Clojure shined on this problem; using some and reduce was lovely.
Part 2
Tooooo hard... I'm not implementing it.
Day 9
Source: https://github.com/dimiro1/adventofcode2025-clj/blob/main/src/day9.clj
Part 1
This one was a good surprise. I woke up early and jumped into the problem, and then after a few minutes I had the solution.
It is a trivial problem; you just need to compute the area of all combinations and then choose the largest one.
Part 2
Hahahaha, not funny at all. At some point I came up with a solution of computing a polygon and then finding only the boxes that fell into the polygon. This was very hard. I don't know, it did not work, then I just gave up after some time.
Day 8
Source: https://github.com/dimiro1/adventofcode2025-clj/blob/main/src/day8.clj
Part 1
Not difficult. I just needed to compute the Euclidean distance for each box and then keep connecting them together.
Part 2
I was not able to solve part 2; this one was hard.
Day 7
Source: https://github.com/dimiro1/adventofcode2025-clj/blob/main/src/day7.clj
Part 1
This one was fun. My solution was to simulate what happens on each row, in the end recreating the final matrix and then just counting how many times I have the pattern |ˆ|.
Part 2
This was the first day that I was not able to solve the problem. I think this is due to how I implemented my solution for part 1. If you don't have a good initial solution that you can expand to the second one, for sure there will be issues on the second part, which is usually about optimizations.
Day 6
Source: https://github.com/dimiro1/adventofcode2025-clj/blob/main/src/day6.clj
Part 1
Trivial. Parsing each number and then applying the function + or * on the numbers, jumping every n (length of the row) times.
e.g.
123 328 51 64
45 64 387 23
6 98 215 314
* + * +
Length is 4, so (* 123 45 6).
Part 2
This one took me so much time to figure out. I had to sleep on it to find the solution.
Taking from the example above, I had to find where the numbers are divided, and for that I used the last row. Before each operation I added a mark X, which then tells me how to split the numbers above. With this in mind, and to simplify my life, I added zeros in the remaining empty positions. This was needed so that 60 can become 600. The good thing is that this will not affect the left side: 060 becomes 60, so all good.

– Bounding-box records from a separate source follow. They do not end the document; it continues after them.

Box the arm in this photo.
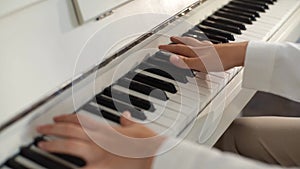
[160,37,300,102]
[243,42,300,102]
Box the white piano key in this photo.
[30,146,78,168]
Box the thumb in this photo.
[170,55,206,72]
[120,111,136,127]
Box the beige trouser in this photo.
[215,117,300,166]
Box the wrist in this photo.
[215,42,248,70]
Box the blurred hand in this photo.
[159,37,248,72]
[37,112,164,169]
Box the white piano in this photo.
[0,0,300,169]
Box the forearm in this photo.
[214,42,248,70]
[243,42,300,102]
[153,139,290,169]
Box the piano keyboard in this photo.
[0,0,299,169]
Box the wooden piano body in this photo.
[0,0,300,164]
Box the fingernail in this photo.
[38,142,45,148]
[122,111,131,119]
[35,126,43,131]
[170,55,179,62]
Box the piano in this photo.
[0,0,300,169]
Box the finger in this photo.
[37,123,90,141]
[171,36,212,47]
[159,44,197,57]
[170,55,206,72]
[38,139,103,162]
[54,114,98,129]
[170,36,199,47]
[120,111,136,127]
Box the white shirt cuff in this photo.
[243,41,277,92]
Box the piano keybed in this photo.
[0,0,299,169]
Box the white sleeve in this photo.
[243,41,300,102]
[152,139,296,169]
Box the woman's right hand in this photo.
[159,37,248,72]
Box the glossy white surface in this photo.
[0,0,195,124]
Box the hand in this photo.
[159,37,248,72]
[37,112,164,169]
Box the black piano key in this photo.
[51,153,86,167]
[5,158,30,169]
[239,0,273,6]
[33,136,86,167]
[214,11,252,24]
[201,20,242,35]
[138,62,188,84]
[194,24,235,40]
[151,51,170,62]
[102,87,155,112]
[126,72,177,94]
[117,78,169,101]
[145,57,194,77]
[96,95,147,120]
[82,104,121,124]
[224,4,260,17]
[209,39,222,44]
[20,147,71,169]
[229,1,265,12]
[207,16,246,30]
[233,0,269,9]
[245,0,274,5]
[182,33,209,41]
[205,33,229,43]
[220,8,256,21]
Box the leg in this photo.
[215,117,300,166]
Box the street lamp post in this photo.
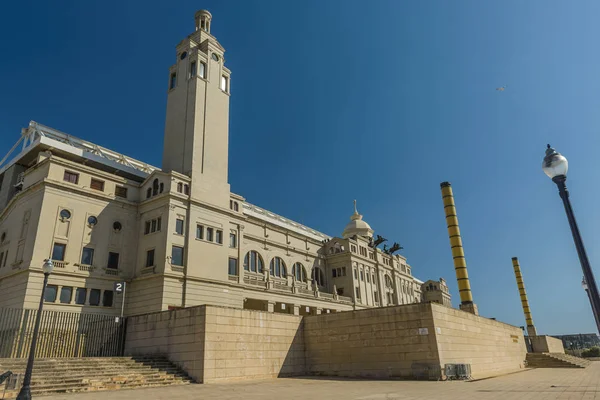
[17,260,54,400]
[542,145,600,332]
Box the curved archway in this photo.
[269,257,287,278]
[244,250,264,273]
[292,263,306,282]
[313,267,325,286]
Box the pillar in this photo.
[440,182,479,315]
[512,257,537,336]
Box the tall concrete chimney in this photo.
[440,182,479,315]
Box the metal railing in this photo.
[0,308,127,358]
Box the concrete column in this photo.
[512,257,537,336]
[440,182,479,315]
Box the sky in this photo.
[0,0,600,334]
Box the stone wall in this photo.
[204,307,306,382]
[304,304,440,378]
[125,306,306,383]
[431,304,527,378]
[125,306,206,382]
[529,335,565,353]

The next preparation was to rotate the numbers, so that:
;;; [123 45 6] -> [356 24 1]
After this preparation, I just needed to perform the math as done in part 1.
Day 5
Source: https://github.com/dimiro1/adventofcode2025-clj/blob/main/src/day5.clj
Part 1
I just needed to check if the numbers are in the ranges. It was quite trivial to implement.
Part 2
My first attempt was to use the same logic from part 1, but it failed miserably. The ranges are too large to expand.

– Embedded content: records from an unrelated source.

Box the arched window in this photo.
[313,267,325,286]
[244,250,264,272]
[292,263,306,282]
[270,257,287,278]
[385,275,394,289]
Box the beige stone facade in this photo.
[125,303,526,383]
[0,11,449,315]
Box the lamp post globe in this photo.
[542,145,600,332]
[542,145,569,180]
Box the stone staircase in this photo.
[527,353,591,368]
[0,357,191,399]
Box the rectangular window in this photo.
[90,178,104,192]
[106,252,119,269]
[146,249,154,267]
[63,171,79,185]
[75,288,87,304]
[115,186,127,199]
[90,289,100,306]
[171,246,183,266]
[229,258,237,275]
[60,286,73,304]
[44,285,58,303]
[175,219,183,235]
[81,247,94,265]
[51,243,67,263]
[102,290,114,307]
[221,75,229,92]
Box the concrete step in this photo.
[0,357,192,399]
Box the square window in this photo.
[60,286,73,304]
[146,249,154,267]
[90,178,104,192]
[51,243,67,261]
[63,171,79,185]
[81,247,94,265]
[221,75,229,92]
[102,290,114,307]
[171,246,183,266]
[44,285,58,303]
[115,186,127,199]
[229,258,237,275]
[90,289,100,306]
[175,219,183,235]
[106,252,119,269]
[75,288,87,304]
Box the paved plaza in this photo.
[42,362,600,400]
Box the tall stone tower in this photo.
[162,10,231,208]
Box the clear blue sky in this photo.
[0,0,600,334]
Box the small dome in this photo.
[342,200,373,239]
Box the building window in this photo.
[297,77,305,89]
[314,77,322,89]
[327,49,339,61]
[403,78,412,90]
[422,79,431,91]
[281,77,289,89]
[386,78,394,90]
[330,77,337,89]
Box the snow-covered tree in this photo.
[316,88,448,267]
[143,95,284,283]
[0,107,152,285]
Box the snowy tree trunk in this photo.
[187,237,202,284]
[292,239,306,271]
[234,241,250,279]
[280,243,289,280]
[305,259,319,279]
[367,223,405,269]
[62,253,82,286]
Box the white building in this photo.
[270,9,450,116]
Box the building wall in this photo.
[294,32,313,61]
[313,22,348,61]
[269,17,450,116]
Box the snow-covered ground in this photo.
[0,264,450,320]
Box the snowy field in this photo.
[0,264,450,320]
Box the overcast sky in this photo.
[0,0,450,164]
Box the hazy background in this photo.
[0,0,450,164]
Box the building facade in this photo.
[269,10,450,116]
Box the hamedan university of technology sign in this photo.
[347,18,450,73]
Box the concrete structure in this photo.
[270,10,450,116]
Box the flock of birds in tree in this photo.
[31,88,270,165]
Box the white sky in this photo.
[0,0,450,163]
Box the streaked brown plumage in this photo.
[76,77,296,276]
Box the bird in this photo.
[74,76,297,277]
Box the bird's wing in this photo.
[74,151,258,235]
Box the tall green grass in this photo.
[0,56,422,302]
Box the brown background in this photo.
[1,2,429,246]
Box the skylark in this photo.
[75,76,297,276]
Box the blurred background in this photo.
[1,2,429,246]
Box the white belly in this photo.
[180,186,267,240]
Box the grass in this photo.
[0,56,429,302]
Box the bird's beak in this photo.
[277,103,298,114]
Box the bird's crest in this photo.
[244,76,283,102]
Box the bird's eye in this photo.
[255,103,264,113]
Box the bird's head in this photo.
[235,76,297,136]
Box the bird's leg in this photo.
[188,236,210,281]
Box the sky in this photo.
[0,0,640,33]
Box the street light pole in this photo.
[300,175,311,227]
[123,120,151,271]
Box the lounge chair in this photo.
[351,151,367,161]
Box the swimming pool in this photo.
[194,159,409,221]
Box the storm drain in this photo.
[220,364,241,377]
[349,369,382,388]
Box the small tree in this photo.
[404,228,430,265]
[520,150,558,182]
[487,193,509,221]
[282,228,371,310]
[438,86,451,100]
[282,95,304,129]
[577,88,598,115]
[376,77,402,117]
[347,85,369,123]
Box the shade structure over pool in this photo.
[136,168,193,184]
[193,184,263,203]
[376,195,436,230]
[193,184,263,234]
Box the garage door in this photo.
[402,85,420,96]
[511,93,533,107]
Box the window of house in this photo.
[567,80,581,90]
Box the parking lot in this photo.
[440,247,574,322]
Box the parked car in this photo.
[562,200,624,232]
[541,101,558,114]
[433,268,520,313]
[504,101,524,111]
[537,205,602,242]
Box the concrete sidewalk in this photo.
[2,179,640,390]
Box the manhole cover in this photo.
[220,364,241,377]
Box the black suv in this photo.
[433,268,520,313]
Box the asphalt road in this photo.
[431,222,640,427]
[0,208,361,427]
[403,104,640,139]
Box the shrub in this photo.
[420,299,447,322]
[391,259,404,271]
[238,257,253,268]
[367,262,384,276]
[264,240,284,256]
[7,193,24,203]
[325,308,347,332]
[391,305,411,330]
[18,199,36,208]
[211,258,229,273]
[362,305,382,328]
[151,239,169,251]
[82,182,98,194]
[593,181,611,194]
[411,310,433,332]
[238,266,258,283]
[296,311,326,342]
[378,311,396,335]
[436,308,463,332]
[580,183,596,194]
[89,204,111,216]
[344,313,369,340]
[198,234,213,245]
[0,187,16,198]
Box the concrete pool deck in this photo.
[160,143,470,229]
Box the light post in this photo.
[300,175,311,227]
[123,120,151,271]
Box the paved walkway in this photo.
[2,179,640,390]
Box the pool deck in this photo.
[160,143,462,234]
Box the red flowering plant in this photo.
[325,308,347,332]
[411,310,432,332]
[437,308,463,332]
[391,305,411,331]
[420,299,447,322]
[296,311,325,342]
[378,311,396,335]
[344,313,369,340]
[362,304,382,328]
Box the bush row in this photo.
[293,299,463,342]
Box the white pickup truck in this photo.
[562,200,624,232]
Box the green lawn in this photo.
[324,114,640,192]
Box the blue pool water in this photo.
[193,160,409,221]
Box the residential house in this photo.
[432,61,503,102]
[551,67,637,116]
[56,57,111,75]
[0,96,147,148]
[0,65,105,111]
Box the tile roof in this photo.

My final solution was to merge the overlapping ranges. This solves 95% of the challenge; the rest is just reducing into a number.
Day 4
Source: https://github.com/dimiro1/adventofcode2025-clj/blob/main/src/day4.clj
Part 1
This was a nice one, nothing fancy. After implementing a function to get a value from any direction, the problem became just applying a simple function to filter out the rolls.
Part 2
Similar to part 1, but in this part I had to keep “mutating” the board to apply the logic again.
Day 3
Source: https://github.com/dimiro1/adventofcode2025-clj/blob/main/src/day3.clj
Part 1
I walked the battery bank from each side and tried to find the largest one from the left and from the right.
Part 2
For part 2, the idea was to implement a backtracking algorithm. It was not trivial to figure out. I had to read a few algorithm pages on Wikipedia and from https://www.geeksforgeeks.org to fully grasp the implementation.
Day 2
Source: https://github.com/dimiro1/adventofcode2025-clj/blob/main/src/day2.clj
Part 1
The implementation is simple: expand the ranges, then split the number into two parts, then just check if the parts are the same.
Part 2
For part 2, the algorithm from part 1 does not fit. The numbers on the edges of the ranges are too large. My initial idea was to avoid expanding the ranges, but I did try anyway, and it worked, even though it takes a couple of minutes to run.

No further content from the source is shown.